Of course, the United States has come dangerously close to falling apart. When the Articles of the Federation was enacted shortly after the Revolution, the United States was so loosely organized that each state had its own currency, its own militia and so on; this loose conglomeration of independent states led to the need for a stronger federal government, so the Constitution was written and enacted in the 1780s (yes, I’m oversimplifying the situation quite a bit). In 1861, issues of states’ right versus federal authority became so heated that the Civil War erupted. Every now and then, especially during economic crises such as the Great Depression, the issue rises up again, and a couple of states, like New Hampshire and Texas, have enacted legislation — or at least considered legislation — to reassert their authority as states; such legislation is largely symbolic, if not simply pointless, because it is redundant. In many areas, especially in the areas that the states are concerning themselves with, the states already have their independent authority.

And, of course, notions of a second Civil War have been popular in popular science fiction; recent examples include Emire by Orson Scott Card, and the popular Internet persona John Titor who, among other predictions, predicted a civil war in the United States following the election of 2004, a civil war that would erupt fully in 2008. Now, Orson Scott Card is a brilliant science fiction writer, although I find his politics dubious to say the least; and John Titor’s predicted Second American Civil War has obviously not occurred, although I knew a few people who were hysterical over the predictions.

So because of stale predictions that are probably driven more by politics and anti-American feelings in Russia, I proclaim that Igor Panarin is Doommonger of the Week.
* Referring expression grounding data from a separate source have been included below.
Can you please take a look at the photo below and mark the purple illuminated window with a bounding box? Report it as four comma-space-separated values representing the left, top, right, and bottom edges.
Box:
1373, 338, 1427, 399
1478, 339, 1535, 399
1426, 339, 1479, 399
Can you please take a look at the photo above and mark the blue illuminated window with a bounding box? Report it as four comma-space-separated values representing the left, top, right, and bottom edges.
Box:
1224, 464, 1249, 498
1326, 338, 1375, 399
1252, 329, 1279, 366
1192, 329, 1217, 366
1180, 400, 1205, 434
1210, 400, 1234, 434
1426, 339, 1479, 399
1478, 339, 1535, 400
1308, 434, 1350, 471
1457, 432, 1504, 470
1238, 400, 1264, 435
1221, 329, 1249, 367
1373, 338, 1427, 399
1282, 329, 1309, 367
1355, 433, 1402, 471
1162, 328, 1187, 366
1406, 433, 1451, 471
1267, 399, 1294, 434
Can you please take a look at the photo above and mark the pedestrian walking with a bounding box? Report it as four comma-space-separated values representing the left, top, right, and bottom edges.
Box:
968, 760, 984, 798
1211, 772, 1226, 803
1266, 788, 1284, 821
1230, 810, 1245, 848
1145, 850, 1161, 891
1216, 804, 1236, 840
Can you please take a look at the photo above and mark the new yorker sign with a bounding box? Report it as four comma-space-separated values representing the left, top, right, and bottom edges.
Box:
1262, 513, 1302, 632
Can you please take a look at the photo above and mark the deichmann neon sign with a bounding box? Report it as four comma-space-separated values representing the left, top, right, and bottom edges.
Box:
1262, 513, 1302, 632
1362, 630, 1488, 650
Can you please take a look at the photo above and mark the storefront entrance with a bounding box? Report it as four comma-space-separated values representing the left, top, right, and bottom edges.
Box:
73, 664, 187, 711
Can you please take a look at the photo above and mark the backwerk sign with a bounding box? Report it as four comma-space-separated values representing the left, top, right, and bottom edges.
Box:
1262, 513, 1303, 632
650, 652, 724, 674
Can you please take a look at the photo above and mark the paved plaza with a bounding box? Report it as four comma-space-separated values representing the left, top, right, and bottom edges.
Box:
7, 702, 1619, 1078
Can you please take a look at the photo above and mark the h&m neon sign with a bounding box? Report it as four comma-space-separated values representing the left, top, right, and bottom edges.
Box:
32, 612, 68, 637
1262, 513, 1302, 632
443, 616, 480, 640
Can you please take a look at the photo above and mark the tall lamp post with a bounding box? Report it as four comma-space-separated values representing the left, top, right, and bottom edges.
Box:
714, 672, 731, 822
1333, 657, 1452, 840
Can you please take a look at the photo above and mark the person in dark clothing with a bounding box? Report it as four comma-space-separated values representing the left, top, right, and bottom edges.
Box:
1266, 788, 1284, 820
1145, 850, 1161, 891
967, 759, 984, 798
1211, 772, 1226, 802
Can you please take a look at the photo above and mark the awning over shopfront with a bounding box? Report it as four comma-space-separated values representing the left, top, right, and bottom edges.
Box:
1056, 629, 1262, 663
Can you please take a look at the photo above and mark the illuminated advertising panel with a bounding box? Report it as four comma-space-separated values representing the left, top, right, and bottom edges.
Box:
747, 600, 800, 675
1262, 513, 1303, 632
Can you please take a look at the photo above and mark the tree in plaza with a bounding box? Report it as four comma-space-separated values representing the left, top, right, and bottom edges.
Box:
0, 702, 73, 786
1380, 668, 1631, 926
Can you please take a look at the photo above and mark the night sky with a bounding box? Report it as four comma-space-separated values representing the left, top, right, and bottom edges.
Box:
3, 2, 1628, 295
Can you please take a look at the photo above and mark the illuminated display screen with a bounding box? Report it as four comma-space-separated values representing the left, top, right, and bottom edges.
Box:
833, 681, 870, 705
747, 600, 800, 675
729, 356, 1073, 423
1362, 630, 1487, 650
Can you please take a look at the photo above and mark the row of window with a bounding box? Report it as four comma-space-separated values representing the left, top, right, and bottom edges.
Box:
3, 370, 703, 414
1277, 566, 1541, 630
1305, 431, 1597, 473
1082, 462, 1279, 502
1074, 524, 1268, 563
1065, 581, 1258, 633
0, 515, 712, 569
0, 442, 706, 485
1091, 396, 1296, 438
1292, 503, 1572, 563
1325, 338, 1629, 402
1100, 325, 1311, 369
I hope he recognizes this as the honor it is.

Daleks everywhere

Another thing I’ve never made a secret of is my fondness for the British science fiction show Doctor Who. It’s a cheesy show, filled with great villains and monsters and aliens; and the Doctor himself is just so much fun (especially as portrayed by David Tennant).

One of my favorite villainous races in Doctor Who are the Daleks. Created thousands of years ago by a mad scientist (or possibly they evolved — there are two distinct origin stories for the Daleks in the Doctor Who universe), the Daleks swarm the Universe, destroying everything in their path so that they one day become the only life form in existence. Not afraid to think big, these Daleks.

Of course, because the budget for building sets for science fiction shows in the BBC in the 20th century was pretty much nil, a lot of the Dalek stories took place on Earth, and were filmed… Well, here on Earth. Apparently at one point during the 1980’s, some of the Dalek props were just tossed into a local pond after the filming of the episode, and were recently uncovered. And here’s a photograph of a recent removal of one of these props:

Dalek in Pond
Dalek in Pond

(Click for full size image.)

To anyone at all familiar with the series, this is a dramatically eerie picture.

Of course to a guy like me, who is a twelve-year-old boy stuck in a grown-up body, this is every kind of awesome there is.